Le relais de proximité compte autant que le barème national : à Languevoisin-Quiquery est rattachée à CC de l'Est de la Somme. Les conseillers France Rénov' de ce périmètre valident la cohérence du projet de la remise à niveau d'un logement mis en location et signalent les dispositifs locaux cumulables.
La séquence prime sur la vitesse : la remise à niveau d'un logement mis en location occupe un opérateur agréé par l'Anah durant cinq à neuf mois à Languevoisin-Quiquery. Son positionnement dans le calendrier — après l'audit, avant la mise en service — conditionne la qualité des interfaces entre lots bien plus que le choix de l'entreprise.
L'écueil le plus coûteux reste un engagement de conventionnement signé sans simuler le manque à gagner locatif. Sa reprise après coup coûte couramment 10 à 20 % du poste, soit 140 700 € à 281 400 € sur le chiffrage retenu à Languevoisin-Quiquery — un montant qui n'est jamais couvert une seconde fois par l'aide, déjà consommée.
Le taux de TVA n'est pas un détail sur ce type de chantier : à 5,5 %, la remise à niveau d'un logement mis en location facturé 1 407 000 € TTC à Languevoisin-Quiquery supporte 73 351 € de taxe. Une facturation à 20 % par erreur renchérit le projet de plusieurs milliers d'euros et se rattrape mal après coup.

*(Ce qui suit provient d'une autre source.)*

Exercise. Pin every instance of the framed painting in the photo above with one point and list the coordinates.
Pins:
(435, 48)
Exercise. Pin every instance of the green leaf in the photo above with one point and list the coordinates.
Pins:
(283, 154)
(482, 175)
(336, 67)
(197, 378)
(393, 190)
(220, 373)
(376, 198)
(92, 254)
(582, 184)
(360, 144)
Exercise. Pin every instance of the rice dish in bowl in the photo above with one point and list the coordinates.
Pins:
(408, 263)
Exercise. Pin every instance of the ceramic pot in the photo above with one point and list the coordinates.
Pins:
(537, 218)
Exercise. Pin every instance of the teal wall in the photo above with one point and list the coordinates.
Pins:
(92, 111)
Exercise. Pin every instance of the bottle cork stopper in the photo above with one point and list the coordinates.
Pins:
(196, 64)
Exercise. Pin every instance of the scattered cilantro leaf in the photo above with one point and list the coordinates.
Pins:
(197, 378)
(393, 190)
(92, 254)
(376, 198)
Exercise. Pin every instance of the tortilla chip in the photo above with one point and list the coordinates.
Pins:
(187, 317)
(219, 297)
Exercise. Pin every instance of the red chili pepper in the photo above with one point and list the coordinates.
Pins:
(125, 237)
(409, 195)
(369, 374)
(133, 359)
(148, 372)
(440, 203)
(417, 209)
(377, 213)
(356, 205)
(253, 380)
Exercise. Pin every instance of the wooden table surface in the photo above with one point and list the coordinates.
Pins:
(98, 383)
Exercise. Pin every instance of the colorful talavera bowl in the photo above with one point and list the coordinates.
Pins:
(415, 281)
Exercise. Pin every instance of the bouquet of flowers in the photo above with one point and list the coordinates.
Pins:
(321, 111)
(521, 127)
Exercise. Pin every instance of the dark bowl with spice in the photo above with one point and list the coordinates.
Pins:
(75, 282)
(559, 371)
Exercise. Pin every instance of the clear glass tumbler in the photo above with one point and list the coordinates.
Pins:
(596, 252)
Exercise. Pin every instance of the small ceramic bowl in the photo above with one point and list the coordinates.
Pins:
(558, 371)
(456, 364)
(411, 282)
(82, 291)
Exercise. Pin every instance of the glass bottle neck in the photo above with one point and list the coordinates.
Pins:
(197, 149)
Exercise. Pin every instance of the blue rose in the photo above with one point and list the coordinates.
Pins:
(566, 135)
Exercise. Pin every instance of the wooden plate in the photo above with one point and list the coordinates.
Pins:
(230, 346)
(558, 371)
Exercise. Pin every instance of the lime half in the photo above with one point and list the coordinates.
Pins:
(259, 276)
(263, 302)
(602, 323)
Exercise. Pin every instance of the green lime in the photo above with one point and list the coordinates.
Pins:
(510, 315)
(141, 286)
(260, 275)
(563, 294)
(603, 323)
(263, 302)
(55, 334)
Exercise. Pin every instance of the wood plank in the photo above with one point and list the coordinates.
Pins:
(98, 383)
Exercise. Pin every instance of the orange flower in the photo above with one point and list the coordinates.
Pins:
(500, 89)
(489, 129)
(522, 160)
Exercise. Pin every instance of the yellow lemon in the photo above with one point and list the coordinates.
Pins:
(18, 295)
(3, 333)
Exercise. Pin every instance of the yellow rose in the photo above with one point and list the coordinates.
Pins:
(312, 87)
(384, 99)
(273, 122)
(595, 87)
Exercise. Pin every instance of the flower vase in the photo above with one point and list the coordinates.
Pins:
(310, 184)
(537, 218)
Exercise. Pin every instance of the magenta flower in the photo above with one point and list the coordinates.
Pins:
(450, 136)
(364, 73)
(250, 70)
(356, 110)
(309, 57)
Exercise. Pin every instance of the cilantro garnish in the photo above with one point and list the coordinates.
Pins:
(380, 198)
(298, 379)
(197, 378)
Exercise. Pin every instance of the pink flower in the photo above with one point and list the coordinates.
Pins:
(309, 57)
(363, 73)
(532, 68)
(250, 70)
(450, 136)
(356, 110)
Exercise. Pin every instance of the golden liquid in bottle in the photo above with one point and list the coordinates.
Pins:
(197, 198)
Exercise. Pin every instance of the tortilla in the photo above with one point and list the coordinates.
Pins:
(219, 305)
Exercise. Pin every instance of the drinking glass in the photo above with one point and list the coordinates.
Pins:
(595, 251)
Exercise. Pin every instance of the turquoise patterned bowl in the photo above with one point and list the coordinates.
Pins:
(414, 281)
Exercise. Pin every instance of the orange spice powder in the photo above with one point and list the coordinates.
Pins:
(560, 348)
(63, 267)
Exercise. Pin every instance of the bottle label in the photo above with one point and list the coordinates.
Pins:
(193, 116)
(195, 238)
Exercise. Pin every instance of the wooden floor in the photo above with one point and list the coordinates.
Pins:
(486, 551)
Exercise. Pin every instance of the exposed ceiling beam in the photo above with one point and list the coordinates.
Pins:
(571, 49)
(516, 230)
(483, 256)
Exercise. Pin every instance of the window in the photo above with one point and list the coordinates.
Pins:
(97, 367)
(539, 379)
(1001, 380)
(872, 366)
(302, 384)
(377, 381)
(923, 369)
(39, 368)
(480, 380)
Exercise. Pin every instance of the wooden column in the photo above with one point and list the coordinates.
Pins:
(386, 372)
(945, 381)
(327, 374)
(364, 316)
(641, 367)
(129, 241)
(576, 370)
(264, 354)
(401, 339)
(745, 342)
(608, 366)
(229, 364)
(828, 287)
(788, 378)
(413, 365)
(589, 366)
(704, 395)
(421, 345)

Sur le cas type retenu à Languevoisin-Quiquery — 105 m² en zone H1a — la remise à niveau d'un logement mis en location porte sur environ 42 logement du parc locatif. Au prix de marché observé, 22 000 à 45 000 € par logement du parc locatif, le poste ressort entre 924 000 € et 1 890 000 € TTC, à comparer à l'assiette plafonnée de 40 000 € HT mobilisable dès trois classes gagnées.
Exigence opposable à Languevoisin-Quiquery : les critères de décence et un engagement de loyer maîtrisé. Elle doit figurer sur le devis initial, pas seulement sur la facture. Un dossier de la remise à niveau d'un logement mis en location qui en fait l'économie s'expose à un refus de prise en charge, l'aide comme le CEE s'appuyant sur ce critère.